There are several problems with your code:
1 . As above: using out in Operation<out T> makes this class useless. It is used for consuming T, not for providing T.
2 . You can’t return Operation<Number> from getOperation(). That would mean the returned object can process any number, but you return a very specific FloatOperation that works only with floats, so you break type safety here. You have to make getOperation() generic:
fun <T : Number> getOperation(type: Class<T>): Operation<T> {
return FloatOperation() as Operation<T>
}
Unchecked cast should be safe as long as you verified T is Float.
3 . Then you have another problem with input::class.java returning Class<out Float> instead of Class<Float>. I’m too lazy to explain what is the problem here, but if you know the type of input then request the class directly: Float::class.java. If you only know input is some Number then I believe you need another generic function with unchecked cast:
fun <T : Number> process(input: T) {
getOperation(input::class.java as Class<T>).process(ResultItem(input))
}
Thanks. Basically, I want to break a type safety. I want to make the processing part. It means that I have a queue of many ResultItem that holds same data and I have sets of Operation implementation. And I just want to iterate over all items, choose right Operation implementation, process item, ResultItem object that will hold some statistical data about processing.
But I still want to have generics on all object, because it helps a lot with implementation of Operation that works only with one data type. It also helps a lot with API for adding new items to queue, but processing itself will always works with all data types and I need to have there just top parent class. It is reason why I have Number there as common parent. I simply want to tell compiler that they can be all existing children of Number.
class ResultItem<out T : Number>(val result: T)
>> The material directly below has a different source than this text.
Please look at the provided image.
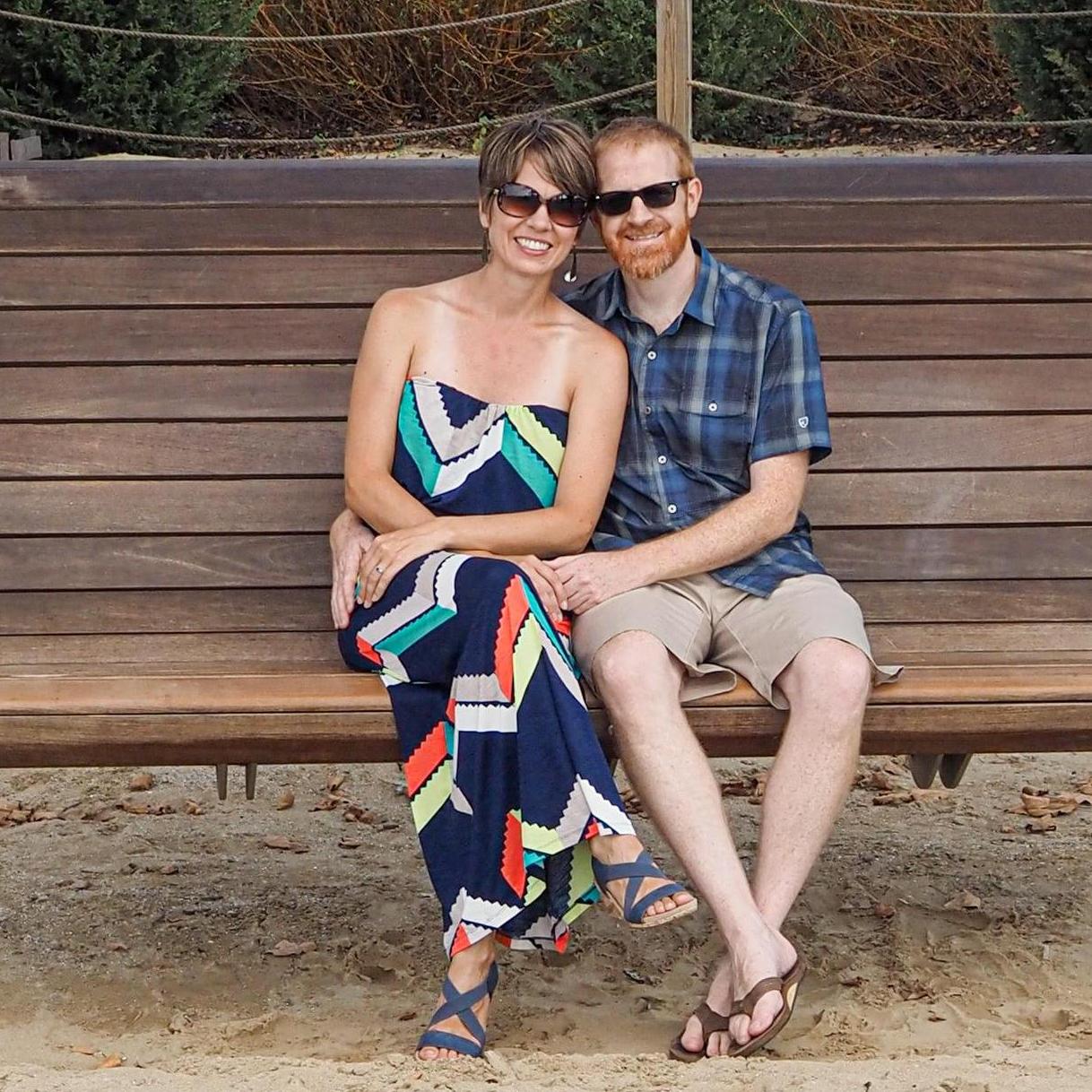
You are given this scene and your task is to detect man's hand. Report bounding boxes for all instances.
[546,550,645,614]
[330,507,375,629]
[507,554,568,625]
abstract class Operation<in T : Number> {
abstract fun process(item: ResultItem<T>)
}
class FloatOperation : Operation<Float>() {
override fun process(item: ResultItem<Float>) {
TODO("Not yet implemented")
}
}
fun <T : Number> getOperation(type: Class<T>): Operation<T> {
return FloatOperation() as Operation<T>
}
fun main() {
val input = 10.1f
val a = getOperation(Float::class.java)
a.process(ResultItem(input))
}
Notable changes:
ResultItem<out T : Number> because it only has a getter, so it can only output values of type T.
Operation<in T : Number because Operation only consumes values of type T.
Cast because of what @broot is explained. In real code, of course, you should actually check that type is actually Float, which is presumably why you pass type in in the first place.
Float::class.java instead of input::class.java because polymorphism. Well, of course Float is not really polymorphic, but the language rules are the same for every type. Let’s imagine that input has the compile time type Animal, but its runtime type is Cat. Then input::class.java would be Class<out Animal> meaning that objects of this class are suitable for output as objects of type Animal. However, you’re passing it to getOperation() asking bascially for an operation that can input objects of type T, which is not known exactly. So as far as the compiler is concerned, getOperation may return at run time an operation that can only consume cats (err, that’s gross) while what you meant to ask for an operation that can consume all kinds of animals.